Reputation: 13
I'm trying to open a *.txt file which begins with 'n' empty lines, and I want empty lines to be considered as NA
.
I'm using the read.table()
function and blank.lines.skip = FALSE
argument.
If the number of empty lines is less than 5, the file opens correctly with the proper number of NA lines, but if the file has 5 or more empty lines then I get the following error: empty beginning of file
.
How can I allow my file to have as much empty lines as it wants and get the proper number of NA
lines?
I would greatly appreciate any help and advice. Thanks!
Upvotes: 1
Views: 2977
Reputation: 753
As PavoDive has mentioned, the number 5 is hard-coded into the definition of the base R function read.table
. If you really want to read in the blank rows, you'll need to make a temporary version of the function that uses a different value.
Here's one way to do it. Type fix(read.table)

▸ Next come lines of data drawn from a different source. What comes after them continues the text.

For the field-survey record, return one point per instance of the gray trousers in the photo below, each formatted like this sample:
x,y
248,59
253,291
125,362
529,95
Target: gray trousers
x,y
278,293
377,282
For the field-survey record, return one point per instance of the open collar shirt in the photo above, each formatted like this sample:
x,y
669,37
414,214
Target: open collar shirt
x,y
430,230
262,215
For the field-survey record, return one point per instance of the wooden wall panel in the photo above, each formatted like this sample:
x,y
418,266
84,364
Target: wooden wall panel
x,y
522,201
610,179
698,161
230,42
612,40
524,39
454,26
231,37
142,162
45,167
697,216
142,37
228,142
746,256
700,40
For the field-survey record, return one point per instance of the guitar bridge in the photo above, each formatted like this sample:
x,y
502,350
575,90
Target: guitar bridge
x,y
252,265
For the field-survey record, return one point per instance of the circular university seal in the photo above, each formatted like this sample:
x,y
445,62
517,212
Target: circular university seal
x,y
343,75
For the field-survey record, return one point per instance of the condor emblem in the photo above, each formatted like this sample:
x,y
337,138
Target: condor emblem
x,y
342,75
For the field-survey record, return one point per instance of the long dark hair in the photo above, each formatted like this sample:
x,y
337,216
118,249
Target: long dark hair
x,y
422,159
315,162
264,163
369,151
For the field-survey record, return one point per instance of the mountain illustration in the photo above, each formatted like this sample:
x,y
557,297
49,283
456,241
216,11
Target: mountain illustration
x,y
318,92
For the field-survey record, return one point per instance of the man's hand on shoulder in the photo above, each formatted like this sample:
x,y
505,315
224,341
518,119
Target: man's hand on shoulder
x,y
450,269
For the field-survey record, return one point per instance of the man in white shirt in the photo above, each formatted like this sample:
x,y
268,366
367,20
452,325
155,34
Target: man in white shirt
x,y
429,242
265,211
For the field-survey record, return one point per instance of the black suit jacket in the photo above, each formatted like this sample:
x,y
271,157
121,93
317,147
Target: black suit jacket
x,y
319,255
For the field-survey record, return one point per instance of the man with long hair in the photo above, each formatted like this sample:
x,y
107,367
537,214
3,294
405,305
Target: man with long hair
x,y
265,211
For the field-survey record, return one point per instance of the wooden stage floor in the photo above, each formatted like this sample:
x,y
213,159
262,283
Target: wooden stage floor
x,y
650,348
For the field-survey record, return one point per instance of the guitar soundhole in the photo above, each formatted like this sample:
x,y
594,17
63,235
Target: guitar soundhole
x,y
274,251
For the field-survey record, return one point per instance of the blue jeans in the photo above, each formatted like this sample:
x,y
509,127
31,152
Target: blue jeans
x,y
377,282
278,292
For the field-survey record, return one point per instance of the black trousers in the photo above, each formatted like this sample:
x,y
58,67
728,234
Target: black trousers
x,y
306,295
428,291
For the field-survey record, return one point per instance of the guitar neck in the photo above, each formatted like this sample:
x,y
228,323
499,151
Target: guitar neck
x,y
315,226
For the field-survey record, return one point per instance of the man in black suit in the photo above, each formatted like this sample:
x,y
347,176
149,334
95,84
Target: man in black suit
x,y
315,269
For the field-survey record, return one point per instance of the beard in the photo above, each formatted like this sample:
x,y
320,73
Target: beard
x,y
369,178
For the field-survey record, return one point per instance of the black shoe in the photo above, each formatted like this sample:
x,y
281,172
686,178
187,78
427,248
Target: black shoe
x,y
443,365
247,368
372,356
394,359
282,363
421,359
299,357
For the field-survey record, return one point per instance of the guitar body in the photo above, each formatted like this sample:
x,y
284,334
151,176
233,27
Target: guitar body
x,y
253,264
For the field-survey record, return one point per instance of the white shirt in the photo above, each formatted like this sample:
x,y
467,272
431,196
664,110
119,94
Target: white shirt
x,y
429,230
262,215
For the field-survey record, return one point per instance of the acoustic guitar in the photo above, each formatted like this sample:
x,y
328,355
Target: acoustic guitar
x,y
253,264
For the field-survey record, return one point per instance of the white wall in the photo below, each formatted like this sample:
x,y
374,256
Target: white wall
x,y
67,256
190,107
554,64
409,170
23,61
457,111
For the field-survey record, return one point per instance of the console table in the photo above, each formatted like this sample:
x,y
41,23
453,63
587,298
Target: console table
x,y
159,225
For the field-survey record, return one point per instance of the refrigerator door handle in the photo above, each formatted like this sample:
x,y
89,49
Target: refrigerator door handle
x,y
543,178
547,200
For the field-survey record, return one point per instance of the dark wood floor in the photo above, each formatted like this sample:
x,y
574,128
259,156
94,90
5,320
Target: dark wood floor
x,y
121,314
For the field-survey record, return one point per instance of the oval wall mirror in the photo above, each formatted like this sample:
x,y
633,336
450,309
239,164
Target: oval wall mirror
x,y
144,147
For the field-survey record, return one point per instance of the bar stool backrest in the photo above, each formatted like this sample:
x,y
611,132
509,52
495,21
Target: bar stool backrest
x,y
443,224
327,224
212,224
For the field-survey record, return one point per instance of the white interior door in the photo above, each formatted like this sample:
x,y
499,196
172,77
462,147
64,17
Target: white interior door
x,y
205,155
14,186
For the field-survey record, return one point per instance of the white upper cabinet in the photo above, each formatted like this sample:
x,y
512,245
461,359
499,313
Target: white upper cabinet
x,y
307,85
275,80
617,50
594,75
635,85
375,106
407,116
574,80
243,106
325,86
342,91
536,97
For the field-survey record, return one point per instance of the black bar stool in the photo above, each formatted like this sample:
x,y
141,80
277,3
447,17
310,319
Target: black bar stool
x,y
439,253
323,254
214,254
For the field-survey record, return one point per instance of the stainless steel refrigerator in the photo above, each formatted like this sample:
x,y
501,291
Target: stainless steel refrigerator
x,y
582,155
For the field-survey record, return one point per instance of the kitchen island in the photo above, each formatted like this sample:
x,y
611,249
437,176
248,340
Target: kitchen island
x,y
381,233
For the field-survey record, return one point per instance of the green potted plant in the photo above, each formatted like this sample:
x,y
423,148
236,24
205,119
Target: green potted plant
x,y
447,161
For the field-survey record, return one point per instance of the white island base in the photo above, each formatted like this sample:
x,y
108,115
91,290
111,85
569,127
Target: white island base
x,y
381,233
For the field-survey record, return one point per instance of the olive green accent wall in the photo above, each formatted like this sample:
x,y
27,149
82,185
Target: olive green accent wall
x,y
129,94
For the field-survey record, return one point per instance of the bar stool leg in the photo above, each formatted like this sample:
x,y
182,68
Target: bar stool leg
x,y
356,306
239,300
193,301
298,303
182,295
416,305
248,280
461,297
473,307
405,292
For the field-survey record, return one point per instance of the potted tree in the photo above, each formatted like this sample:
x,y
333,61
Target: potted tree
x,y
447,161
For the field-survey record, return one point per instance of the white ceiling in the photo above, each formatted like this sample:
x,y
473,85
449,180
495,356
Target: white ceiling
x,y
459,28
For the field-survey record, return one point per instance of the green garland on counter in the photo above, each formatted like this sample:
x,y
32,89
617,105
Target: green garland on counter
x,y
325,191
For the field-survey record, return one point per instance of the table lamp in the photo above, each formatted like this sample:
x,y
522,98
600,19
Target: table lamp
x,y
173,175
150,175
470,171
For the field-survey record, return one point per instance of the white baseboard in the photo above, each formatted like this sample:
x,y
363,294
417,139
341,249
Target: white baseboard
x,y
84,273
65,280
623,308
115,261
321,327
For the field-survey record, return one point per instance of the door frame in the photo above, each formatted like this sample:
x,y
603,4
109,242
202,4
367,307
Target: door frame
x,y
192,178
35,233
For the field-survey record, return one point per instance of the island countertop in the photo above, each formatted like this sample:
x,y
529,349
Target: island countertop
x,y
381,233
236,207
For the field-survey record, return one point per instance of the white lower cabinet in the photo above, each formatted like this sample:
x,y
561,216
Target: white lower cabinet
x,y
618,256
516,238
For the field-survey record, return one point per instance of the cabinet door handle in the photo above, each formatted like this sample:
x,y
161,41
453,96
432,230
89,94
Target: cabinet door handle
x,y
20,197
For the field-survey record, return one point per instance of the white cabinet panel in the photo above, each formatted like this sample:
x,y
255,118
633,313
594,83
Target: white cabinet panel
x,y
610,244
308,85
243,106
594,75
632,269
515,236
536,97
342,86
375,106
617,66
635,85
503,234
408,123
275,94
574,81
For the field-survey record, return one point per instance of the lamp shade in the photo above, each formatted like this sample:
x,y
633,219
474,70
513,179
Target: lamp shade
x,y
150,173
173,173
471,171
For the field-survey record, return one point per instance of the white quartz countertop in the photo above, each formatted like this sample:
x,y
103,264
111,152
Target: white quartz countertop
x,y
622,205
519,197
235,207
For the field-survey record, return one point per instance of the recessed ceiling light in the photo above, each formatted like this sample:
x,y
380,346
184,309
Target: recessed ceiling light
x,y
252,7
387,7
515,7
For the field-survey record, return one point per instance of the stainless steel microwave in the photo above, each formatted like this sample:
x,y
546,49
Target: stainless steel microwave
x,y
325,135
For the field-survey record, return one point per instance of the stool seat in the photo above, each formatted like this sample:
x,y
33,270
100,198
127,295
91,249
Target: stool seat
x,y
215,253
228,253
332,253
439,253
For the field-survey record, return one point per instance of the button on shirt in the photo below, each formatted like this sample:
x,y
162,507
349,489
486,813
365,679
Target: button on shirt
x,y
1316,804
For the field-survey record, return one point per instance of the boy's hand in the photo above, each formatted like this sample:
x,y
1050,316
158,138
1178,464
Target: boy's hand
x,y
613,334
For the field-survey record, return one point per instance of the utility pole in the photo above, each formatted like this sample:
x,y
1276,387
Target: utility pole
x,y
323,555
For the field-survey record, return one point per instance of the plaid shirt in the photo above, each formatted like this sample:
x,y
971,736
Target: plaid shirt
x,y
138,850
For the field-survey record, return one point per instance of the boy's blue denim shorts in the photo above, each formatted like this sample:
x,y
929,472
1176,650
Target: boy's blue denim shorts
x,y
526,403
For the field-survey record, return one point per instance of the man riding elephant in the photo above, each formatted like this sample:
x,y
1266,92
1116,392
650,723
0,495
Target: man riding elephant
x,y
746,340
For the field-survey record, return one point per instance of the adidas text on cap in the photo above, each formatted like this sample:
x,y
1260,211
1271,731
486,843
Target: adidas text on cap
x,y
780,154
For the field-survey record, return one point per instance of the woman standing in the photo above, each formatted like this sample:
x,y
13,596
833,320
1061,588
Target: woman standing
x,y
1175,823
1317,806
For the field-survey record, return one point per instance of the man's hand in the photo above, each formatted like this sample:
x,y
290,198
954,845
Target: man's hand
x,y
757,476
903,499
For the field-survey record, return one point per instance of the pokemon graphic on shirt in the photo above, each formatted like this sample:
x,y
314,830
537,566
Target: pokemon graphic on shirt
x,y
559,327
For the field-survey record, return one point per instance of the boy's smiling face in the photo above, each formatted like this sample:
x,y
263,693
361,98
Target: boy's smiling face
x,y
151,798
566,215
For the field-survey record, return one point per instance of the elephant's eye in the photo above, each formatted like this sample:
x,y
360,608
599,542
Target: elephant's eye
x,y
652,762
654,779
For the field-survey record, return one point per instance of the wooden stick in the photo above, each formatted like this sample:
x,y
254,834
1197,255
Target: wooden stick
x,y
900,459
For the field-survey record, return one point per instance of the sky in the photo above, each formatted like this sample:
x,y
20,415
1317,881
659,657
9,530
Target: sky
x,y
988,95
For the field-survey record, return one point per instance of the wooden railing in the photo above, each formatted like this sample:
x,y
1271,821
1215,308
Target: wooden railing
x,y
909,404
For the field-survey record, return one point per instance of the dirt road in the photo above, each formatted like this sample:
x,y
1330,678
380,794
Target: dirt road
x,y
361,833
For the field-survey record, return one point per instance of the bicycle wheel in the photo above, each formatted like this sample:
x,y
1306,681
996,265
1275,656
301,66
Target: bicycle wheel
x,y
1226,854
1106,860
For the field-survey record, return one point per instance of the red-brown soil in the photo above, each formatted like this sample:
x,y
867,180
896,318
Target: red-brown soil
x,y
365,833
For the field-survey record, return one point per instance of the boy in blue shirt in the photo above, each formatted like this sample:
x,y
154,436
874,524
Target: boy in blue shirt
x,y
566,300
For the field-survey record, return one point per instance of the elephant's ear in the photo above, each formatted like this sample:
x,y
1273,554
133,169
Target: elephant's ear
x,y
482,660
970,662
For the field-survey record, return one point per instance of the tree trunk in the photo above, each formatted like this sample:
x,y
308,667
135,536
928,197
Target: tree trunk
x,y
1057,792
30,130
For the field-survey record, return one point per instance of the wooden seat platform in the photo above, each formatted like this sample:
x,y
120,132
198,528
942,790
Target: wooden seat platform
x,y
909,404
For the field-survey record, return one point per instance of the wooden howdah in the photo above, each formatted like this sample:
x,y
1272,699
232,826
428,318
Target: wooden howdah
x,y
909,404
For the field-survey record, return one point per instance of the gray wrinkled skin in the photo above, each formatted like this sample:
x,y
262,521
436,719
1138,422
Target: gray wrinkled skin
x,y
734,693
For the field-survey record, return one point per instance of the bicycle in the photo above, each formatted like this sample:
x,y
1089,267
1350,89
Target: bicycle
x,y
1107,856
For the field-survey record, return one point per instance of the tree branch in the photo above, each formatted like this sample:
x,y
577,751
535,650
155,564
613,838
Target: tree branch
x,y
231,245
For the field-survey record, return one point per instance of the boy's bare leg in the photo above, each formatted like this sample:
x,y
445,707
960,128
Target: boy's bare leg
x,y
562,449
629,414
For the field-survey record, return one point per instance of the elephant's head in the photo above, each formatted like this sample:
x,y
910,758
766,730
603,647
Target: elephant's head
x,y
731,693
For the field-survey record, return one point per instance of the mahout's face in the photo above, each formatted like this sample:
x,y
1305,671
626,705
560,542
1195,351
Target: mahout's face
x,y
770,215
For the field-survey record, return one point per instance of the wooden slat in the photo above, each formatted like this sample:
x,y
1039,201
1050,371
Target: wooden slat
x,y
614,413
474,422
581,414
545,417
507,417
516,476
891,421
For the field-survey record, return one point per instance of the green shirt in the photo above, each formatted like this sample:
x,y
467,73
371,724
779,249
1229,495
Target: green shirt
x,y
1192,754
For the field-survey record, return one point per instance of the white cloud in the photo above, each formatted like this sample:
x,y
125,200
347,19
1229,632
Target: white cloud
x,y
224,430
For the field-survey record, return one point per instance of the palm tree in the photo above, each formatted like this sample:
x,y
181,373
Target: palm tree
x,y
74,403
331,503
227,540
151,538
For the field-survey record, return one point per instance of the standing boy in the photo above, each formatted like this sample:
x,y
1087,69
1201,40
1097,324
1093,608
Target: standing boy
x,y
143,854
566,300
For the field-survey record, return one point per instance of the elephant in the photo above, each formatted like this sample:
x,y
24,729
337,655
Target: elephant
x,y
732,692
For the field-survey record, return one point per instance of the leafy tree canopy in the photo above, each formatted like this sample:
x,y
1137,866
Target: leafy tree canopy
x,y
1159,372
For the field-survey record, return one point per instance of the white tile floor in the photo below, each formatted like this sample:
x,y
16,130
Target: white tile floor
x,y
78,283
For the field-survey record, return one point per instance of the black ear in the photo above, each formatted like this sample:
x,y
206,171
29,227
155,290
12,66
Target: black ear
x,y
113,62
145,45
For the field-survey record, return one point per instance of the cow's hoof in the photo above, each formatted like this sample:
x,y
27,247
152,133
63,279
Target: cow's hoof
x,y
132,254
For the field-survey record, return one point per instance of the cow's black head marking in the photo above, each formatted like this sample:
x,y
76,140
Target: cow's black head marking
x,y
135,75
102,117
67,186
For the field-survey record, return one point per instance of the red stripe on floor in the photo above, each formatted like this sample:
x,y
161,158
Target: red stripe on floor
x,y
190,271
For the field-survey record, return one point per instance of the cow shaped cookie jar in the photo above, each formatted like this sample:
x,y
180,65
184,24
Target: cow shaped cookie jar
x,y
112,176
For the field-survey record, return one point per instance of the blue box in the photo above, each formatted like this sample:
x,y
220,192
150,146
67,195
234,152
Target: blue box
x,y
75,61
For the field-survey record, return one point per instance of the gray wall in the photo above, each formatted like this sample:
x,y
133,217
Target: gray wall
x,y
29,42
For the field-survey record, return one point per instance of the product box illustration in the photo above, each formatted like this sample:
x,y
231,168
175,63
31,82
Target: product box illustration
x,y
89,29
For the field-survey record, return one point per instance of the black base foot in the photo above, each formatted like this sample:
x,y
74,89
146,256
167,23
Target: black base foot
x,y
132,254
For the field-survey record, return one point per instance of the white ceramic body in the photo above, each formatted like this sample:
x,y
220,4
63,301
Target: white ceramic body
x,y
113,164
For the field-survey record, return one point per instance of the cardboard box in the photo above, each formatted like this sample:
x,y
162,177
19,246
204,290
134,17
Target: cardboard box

into the console. In RStudio this opens up another window which shows you the code behind read.table
, and allows you to make changes. Change the 5 in line 34 to a number greater than the number of leading blank rows in your file. For example, I changed it to 6:
When you hit "Save", you'll see a temporary function named read.table
in your current R environment. (If you delete that object, clear your environment, or restart your R session, that temporary modified version of read.table will disappear and you will be back to using the original base R version of read.table
that has 5 in line 34.) Now try reading in your file. It should be able to read your file into a table with the proper number of leading blank rows.
Upvotes: 2
Reputation: 6496
This seems to be the expected behavior of the function:
if you just type read.table
you'll see the code for the function. About the first quarter of the total length you'll find that 5 was (somewhat arbitrarily) chosen as the threshold value for the number of lines to consider the file empty. I copy a fragment of the function:
pbEncoding <- if (encoding %in% c("", "bytes", "UTF-8"))
encoding
else "bytes"
numerals <- match.arg(numerals)
if (skip > 0L)
readLines(file, skip)
nlines <- n0lines <- if (nrows < 0L)
5
else min(5L, (header + nrows))
lines <- .External(C_readtablehead, file, nlines, comment.char,
blank.lines.skip, quote, sep, skipNul)
if (encoding %in% c("UTF-8", "latin1"))
Encoding(lines) <- encoding
nlines <- length(lines)
if (!nlines) {
if (missing(col.names))
stop("no lines available in input")
rlabp <- FALSE
cols <- length(col.names)
and
else if (missing(col.names))
col.names <- paste0("V", 1L:cols)
if (length(col.names) + rlabp < cols)
stop("more columns than column names")
if (fill && length(col.names) > cols)
cols <- length(col.names)
if (!fill && cols > 0L && length(col.names) > cols)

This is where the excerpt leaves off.